Straight ads with plain claims are often the most successful with consumers disappointed by product quality and pushy marketing, says David Bernstein
1944. The AEF band under Glenn Miller was playing at the Corn Exchange Bedford and broadcast live on the BBC. I got there early. I waited an hour.
Miller got out of his car to rush up the steps. I interposed my autograph book. ‘After the show, son.’ Another two hours, the first at the invitation of his sergeant driver seated in his car listening to the live broadcast.
A crowd formed by the steps. I was in front. At last Miller came down shepherded by a British major. I went forward. The major brushed me aside. Miller said, ‘I promised the kid’. The kid still has the autograph, a souvenir of a promise kept.
The Ronseal campaign – ‘does exactly what it says on the tin’ – has won plaudits, including one in this column. However, such adulation is indirectly an indictment of contemporary marketing and advertising. Ronseal stands out by being perceived as the exception to a rule. Its claim rings a bell with a public frequently disappointed with product performance.
Surely every product should do what it says on the tin, pack, ad or whatever – that is keep its promise. Isn’t that what advertising is about? Doctor Johnson clearly thought so, proclaiming two and a half centuries ago that ‘the soul of an advertisement is promise, large promise’. But the making and keeping of promises seem two separate activities. It’s as if the advertising manager is saying, ‘I’m responsible for creating promises; keeping them is the job of the production department’.

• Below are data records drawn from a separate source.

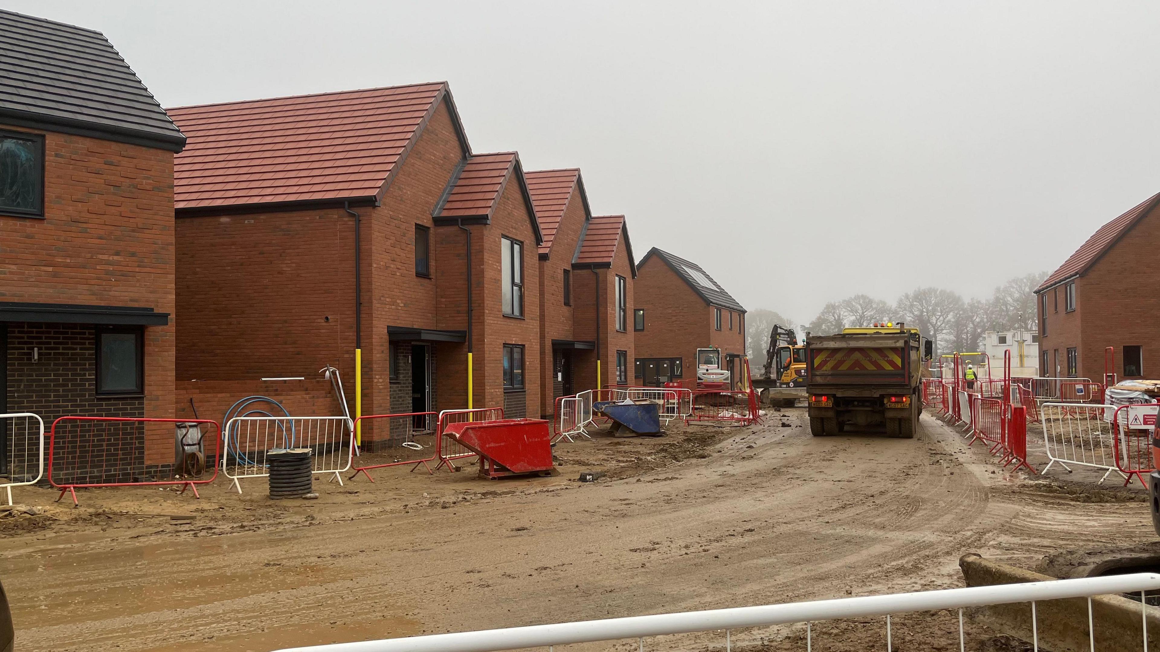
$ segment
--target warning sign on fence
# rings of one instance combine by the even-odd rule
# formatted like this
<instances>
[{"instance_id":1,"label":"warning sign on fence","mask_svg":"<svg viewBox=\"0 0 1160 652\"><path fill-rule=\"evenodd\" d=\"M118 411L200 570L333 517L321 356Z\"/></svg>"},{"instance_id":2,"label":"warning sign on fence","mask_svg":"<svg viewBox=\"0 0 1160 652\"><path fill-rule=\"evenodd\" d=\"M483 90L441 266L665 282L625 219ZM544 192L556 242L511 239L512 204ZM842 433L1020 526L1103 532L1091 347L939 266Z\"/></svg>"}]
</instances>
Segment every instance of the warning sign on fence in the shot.
<instances>
[{"instance_id":1,"label":"warning sign on fence","mask_svg":"<svg viewBox=\"0 0 1160 652\"><path fill-rule=\"evenodd\" d=\"M1154 430L1157 427L1157 412L1160 405L1129 405L1128 427L1133 430Z\"/></svg>"}]
</instances>

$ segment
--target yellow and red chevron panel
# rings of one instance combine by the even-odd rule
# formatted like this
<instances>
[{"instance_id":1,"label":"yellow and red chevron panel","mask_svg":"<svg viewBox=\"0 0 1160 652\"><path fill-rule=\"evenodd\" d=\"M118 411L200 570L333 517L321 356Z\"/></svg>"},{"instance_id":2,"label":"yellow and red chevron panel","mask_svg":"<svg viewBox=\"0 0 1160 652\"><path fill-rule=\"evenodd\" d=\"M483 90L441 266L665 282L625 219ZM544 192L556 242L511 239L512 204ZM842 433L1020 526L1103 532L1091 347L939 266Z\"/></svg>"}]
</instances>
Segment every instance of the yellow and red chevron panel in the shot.
<instances>
[{"instance_id":1,"label":"yellow and red chevron panel","mask_svg":"<svg viewBox=\"0 0 1160 652\"><path fill-rule=\"evenodd\" d=\"M901 371L902 354L893 348L815 349L815 371Z\"/></svg>"}]
</instances>

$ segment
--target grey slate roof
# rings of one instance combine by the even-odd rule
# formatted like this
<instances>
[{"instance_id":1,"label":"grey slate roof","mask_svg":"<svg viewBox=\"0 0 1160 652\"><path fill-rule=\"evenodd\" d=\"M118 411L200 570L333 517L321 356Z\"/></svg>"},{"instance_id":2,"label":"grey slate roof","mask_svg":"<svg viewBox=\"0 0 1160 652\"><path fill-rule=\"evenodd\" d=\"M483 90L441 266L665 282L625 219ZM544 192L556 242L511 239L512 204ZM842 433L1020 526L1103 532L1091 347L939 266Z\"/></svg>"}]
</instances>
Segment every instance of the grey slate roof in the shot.
<instances>
[{"instance_id":1,"label":"grey slate roof","mask_svg":"<svg viewBox=\"0 0 1160 652\"><path fill-rule=\"evenodd\" d=\"M161 104L99 31L0 9L0 123L186 145Z\"/></svg>"},{"instance_id":2,"label":"grey slate roof","mask_svg":"<svg viewBox=\"0 0 1160 652\"><path fill-rule=\"evenodd\" d=\"M644 267L645 262L653 255L665 261L665 265L675 271L677 276L683 278L684 282L693 288L693 291L697 292L697 295L699 295L706 304L727 307L738 312L746 312L745 307L737 303L737 299L730 296L730 294L720 287L720 283L713 281L712 276L702 269L699 265L693 261L684 260L681 256L675 256L666 251L653 247L648 249L645 258L640 259L640 262L637 263L637 268L639 269L640 267Z\"/></svg>"}]
</instances>

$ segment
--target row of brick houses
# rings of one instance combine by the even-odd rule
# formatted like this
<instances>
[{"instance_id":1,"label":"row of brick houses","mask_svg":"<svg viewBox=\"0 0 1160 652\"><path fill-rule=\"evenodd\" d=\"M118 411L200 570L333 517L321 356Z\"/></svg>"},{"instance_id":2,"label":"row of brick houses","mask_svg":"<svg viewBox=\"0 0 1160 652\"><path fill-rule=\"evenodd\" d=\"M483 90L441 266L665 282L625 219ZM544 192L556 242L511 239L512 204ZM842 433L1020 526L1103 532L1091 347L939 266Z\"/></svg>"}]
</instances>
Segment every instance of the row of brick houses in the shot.
<instances>
[{"instance_id":1,"label":"row of brick houses","mask_svg":"<svg viewBox=\"0 0 1160 652\"><path fill-rule=\"evenodd\" d=\"M1043 376L1157 377L1147 361L1160 360L1158 244L1160 194L1097 229L1036 289Z\"/></svg>"},{"instance_id":2,"label":"row of brick houses","mask_svg":"<svg viewBox=\"0 0 1160 652\"><path fill-rule=\"evenodd\" d=\"M362 414L538 416L645 358L695 378L695 348L744 352L703 269L654 249L638 278L580 171L473 152L445 82L166 111L100 32L0 10L0 413L340 414L334 367Z\"/></svg>"}]
</instances>

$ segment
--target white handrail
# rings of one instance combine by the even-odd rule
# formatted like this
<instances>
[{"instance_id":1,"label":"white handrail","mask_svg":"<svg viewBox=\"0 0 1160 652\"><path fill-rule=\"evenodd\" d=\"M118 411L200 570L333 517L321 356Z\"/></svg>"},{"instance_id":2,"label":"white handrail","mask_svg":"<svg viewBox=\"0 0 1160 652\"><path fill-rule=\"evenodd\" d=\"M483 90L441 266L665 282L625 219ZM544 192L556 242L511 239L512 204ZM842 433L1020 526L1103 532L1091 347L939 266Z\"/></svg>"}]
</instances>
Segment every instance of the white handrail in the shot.
<instances>
[{"instance_id":1,"label":"white handrail","mask_svg":"<svg viewBox=\"0 0 1160 652\"><path fill-rule=\"evenodd\" d=\"M1041 582L977 586L815 600L762 607L738 607L679 614L657 614L626 618L603 618L456 633L436 633L335 643L307 647L288 647L277 652L496 652L524 647L546 647L572 643L592 643L621 638L641 638L694 631L731 630L768 626L832 618L886 616L906 611L962 609L987 604L1087 597L1115 593L1139 593L1160 589L1160 574L1132 573L1103 578L1080 578ZM1143 607L1141 607L1143 608Z\"/></svg>"}]
</instances>

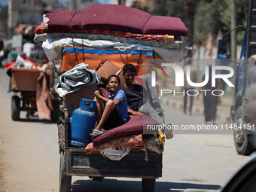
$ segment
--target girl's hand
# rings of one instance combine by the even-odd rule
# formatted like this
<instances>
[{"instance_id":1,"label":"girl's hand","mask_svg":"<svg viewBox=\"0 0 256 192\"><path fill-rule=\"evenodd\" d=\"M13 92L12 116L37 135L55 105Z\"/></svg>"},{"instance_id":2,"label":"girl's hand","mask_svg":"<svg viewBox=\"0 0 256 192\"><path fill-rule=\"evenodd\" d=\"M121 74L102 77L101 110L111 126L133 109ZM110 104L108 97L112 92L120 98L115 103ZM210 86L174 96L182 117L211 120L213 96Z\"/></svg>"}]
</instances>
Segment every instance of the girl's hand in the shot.
<instances>
[{"instance_id":1,"label":"girl's hand","mask_svg":"<svg viewBox=\"0 0 256 192\"><path fill-rule=\"evenodd\" d=\"M100 96L100 93L99 90L96 90L94 91L94 95L97 97L99 97Z\"/></svg>"}]
</instances>

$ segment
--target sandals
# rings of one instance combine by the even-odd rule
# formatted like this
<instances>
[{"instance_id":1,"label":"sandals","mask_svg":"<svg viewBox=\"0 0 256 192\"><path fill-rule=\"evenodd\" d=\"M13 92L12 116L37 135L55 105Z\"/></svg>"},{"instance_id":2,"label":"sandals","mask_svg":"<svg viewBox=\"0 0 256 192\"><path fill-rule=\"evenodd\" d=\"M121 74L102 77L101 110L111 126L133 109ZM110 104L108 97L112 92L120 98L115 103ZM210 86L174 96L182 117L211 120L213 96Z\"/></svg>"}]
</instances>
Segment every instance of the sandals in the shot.
<instances>
[{"instance_id":1,"label":"sandals","mask_svg":"<svg viewBox=\"0 0 256 192\"><path fill-rule=\"evenodd\" d=\"M105 132L105 130L93 130L93 132L90 134L90 138L91 139L94 139L95 138L96 138L97 136L99 136L100 135L102 135L104 132Z\"/></svg>"}]
</instances>

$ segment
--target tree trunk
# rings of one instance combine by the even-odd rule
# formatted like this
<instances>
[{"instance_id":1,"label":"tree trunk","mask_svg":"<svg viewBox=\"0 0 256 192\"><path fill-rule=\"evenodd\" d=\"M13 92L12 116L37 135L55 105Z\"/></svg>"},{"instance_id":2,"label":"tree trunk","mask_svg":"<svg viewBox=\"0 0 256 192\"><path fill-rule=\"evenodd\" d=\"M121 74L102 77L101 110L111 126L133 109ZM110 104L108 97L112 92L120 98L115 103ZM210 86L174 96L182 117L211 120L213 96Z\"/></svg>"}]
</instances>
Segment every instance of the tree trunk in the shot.
<instances>
[{"instance_id":1,"label":"tree trunk","mask_svg":"<svg viewBox=\"0 0 256 192\"><path fill-rule=\"evenodd\" d=\"M184 2L185 20L184 23L187 29L187 35L184 38L184 44L188 47L192 47L194 43L194 18L196 11L196 4L197 2L195 0L185 0ZM188 50L187 56L192 57L191 50Z\"/></svg>"}]
</instances>

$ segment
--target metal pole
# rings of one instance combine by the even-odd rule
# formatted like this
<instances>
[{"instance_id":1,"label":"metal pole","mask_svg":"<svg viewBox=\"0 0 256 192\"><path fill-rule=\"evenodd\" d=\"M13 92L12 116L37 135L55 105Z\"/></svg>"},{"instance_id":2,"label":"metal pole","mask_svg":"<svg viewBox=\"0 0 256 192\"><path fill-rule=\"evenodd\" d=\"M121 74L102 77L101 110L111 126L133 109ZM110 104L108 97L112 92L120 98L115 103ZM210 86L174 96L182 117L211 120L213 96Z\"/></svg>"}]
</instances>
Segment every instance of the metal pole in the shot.
<instances>
[{"instance_id":1,"label":"metal pole","mask_svg":"<svg viewBox=\"0 0 256 192\"><path fill-rule=\"evenodd\" d=\"M231 2L231 29L234 29L236 25L236 0L230 0ZM233 30L231 32L231 59L236 59L236 31ZM236 70L236 63L232 62L232 68ZM235 84L235 75L232 77L232 82ZM232 89L232 94L234 95L235 90ZM233 102L234 102L234 98L233 98Z\"/></svg>"}]
</instances>

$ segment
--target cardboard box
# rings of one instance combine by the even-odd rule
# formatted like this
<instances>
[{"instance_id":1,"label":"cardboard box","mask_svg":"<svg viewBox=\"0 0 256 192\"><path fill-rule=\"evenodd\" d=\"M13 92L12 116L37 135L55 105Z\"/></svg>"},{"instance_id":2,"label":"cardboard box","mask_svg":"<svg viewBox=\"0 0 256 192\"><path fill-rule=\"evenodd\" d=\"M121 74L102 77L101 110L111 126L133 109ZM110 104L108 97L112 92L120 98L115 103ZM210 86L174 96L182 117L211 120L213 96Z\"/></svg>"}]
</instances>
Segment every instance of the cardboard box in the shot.
<instances>
[{"instance_id":1,"label":"cardboard box","mask_svg":"<svg viewBox=\"0 0 256 192\"><path fill-rule=\"evenodd\" d=\"M78 91L69 93L64 96L66 106L68 109L68 115L72 116L73 111L79 108L81 99L93 100L94 91L98 90L97 87L87 87Z\"/></svg>"},{"instance_id":2,"label":"cardboard box","mask_svg":"<svg viewBox=\"0 0 256 192\"><path fill-rule=\"evenodd\" d=\"M40 71L29 69L13 69L11 90L13 91L36 91Z\"/></svg>"}]
</instances>

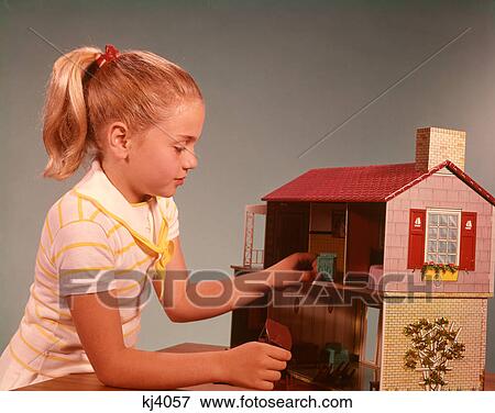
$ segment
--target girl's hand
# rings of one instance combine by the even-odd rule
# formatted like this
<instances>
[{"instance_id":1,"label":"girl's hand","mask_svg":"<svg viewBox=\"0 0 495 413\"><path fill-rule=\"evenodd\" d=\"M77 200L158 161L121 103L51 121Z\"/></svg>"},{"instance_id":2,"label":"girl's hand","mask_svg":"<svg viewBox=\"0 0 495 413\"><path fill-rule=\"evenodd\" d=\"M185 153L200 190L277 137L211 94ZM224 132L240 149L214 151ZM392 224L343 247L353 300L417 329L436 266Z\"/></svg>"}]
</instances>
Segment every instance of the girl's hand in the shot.
<instances>
[{"instance_id":1,"label":"girl's hand","mask_svg":"<svg viewBox=\"0 0 495 413\"><path fill-rule=\"evenodd\" d=\"M287 367L290 351L271 344L250 342L224 351L226 381L256 390L273 390Z\"/></svg>"},{"instance_id":2,"label":"girl's hand","mask_svg":"<svg viewBox=\"0 0 495 413\"><path fill-rule=\"evenodd\" d=\"M294 253L285 257L277 264L273 265L266 270L284 271L297 270L302 271L299 279L300 282L311 282L318 275L317 254L311 253Z\"/></svg>"}]
</instances>

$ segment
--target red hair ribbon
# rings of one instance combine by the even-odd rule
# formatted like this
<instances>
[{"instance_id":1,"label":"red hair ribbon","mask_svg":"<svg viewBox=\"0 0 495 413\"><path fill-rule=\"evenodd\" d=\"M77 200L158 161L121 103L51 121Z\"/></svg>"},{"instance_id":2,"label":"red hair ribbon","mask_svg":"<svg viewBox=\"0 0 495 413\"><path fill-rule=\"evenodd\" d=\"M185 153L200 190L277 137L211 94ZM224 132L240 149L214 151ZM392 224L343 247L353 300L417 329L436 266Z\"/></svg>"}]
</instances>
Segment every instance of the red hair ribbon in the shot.
<instances>
[{"instance_id":1,"label":"red hair ribbon","mask_svg":"<svg viewBox=\"0 0 495 413\"><path fill-rule=\"evenodd\" d=\"M98 67L103 66L107 62L112 62L119 57L119 51L112 44L105 46L105 53L97 58Z\"/></svg>"}]
</instances>

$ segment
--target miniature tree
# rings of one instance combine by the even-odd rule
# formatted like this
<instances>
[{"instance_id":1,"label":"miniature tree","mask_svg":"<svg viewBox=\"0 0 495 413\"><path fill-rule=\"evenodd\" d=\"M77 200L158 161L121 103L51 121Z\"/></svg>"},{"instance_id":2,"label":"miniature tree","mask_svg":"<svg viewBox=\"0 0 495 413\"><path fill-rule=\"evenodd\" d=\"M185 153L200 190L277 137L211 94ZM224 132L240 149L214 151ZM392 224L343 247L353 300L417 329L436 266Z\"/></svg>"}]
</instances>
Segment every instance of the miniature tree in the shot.
<instances>
[{"instance_id":1,"label":"miniature tree","mask_svg":"<svg viewBox=\"0 0 495 413\"><path fill-rule=\"evenodd\" d=\"M454 322L449 327L449 321L444 317L432 323L421 319L404 327L404 334L411 339L411 347L404 357L404 367L422 372L419 384L425 390L441 390L449 383L444 379L447 371L452 370L448 362L464 357L465 346L458 342L461 330L454 328Z\"/></svg>"}]
</instances>

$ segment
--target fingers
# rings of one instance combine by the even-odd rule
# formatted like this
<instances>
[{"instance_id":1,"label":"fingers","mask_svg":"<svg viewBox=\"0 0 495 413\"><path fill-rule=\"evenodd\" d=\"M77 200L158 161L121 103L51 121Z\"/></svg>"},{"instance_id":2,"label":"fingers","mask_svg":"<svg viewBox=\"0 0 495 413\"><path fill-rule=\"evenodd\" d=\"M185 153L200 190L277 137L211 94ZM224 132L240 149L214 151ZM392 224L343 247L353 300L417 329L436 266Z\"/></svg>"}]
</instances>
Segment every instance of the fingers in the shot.
<instances>
[{"instance_id":1,"label":"fingers","mask_svg":"<svg viewBox=\"0 0 495 413\"><path fill-rule=\"evenodd\" d=\"M287 368L287 361L276 360L270 357L266 361L266 368L268 370L285 370Z\"/></svg>"},{"instance_id":2,"label":"fingers","mask_svg":"<svg viewBox=\"0 0 495 413\"><path fill-rule=\"evenodd\" d=\"M280 348L277 346L272 346L271 344L263 343L266 346L266 354L282 361L288 361L292 358L290 351L287 351L285 348Z\"/></svg>"},{"instance_id":3,"label":"fingers","mask_svg":"<svg viewBox=\"0 0 495 413\"><path fill-rule=\"evenodd\" d=\"M266 381L278 381L282 378L282 373L276 370L265 370L261 375L261 379Z\"/></svg>"},{"instance_id":4,"label":"fingers","mask_svg":"<svg viewBox=\"0 0 495 413\"><path fill-rule=\"evenodd\" d=\"M272 381L260 380L256 382L256 389L260 390L273 390L274 383Z\"/></svg>"}]
</instances>

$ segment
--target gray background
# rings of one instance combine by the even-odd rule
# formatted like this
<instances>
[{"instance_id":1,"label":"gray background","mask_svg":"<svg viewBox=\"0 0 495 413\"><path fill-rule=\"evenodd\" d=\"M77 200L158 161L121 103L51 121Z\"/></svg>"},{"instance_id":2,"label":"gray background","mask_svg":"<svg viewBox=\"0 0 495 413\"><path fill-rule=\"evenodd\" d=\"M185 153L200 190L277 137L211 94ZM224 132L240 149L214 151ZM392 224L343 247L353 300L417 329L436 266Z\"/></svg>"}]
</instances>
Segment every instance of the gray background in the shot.
<instances>
[{"instance_id":1,"label":"gray background","mask_svg":"<svg viewBox=\"0 0 495 413\"><path fill-rule=\"evenodd\" d=\"M199 167L175 197L191 269L240 264L244 205L310 168L413 161L417 127L466 131L465 169L495 193L492 1L3 1L0 23L0 349L23 314L45 213L78 179L41 178L44 86L58 52L29 27L63 51L150 49L196 78L207 103ZM229 314L173 324L154 300L140 346L229 336ZM491 371L494 350L491 300Z\"/></svg>"}]
</instances>

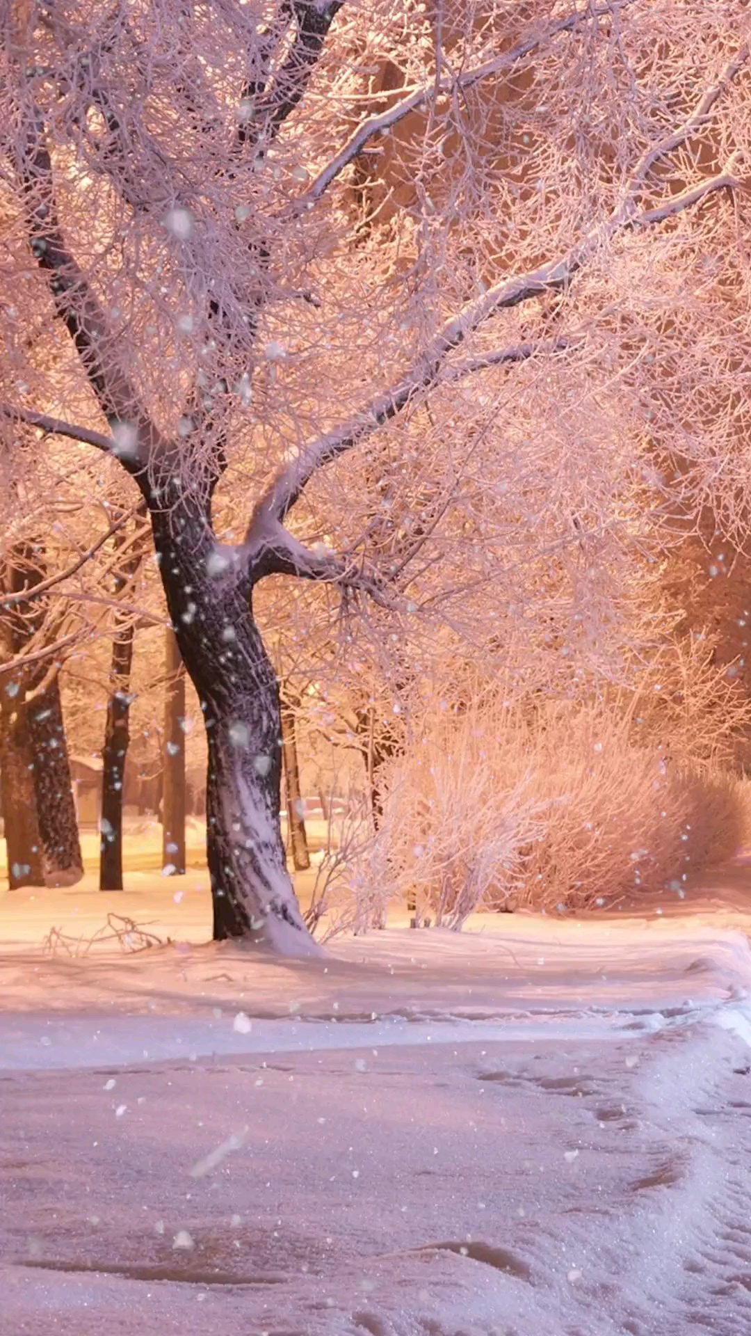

Of course, just stating what the product will deliver is not enough. It is a basic requirement, what Americans call table stakes – they get you into the game. Any functional attribute will be matched by the competition. The how is at least as important as the what. The how turns the product into a brand. Still, an advertiser should never forget to reassure the consumer of the brand’s ability to satisfy their prime need. Beyond the imagery and emotional values does the brand provide a functional benefit?
Critics of the Conservative leader demand substance to reinforce the style. American political adversaries ask more crisply, ‘Where’s the beef?’. Ronseal’s advertising is single-minded and coherent. It knows and reveals its consumer profile – practical, down-to-earth, no nonsense, someone with little time for frippery and none for irrelevance. The foregoing, of course, could be a statement of the brand personality. In which case, brand and consumer are on the same wavelength. But try deciphering the profile of the target consumer from the advertising of some brands (cars, for example) and you may wonder what sort of person would be attracted by whatever promise is being made. Conversely, if you can discern a distinct consumer profile you will also – and this is my point – find a relevant promise. The Nationwide target consumer is discernible, as is its promise of honest, straightforward banking communicated by humourous expressions of the opposite.
Indeed, Nationwide and Ronseal, though approaching their ends in different ways, respectively indirectly and directly, are making almost identical points.
When judging an ad you could do worse than begin by asking yourself ‘who are they talking to?’ and ‘what is being promised?’. If you can answer the first you’ll answer the second. And that’s a promise.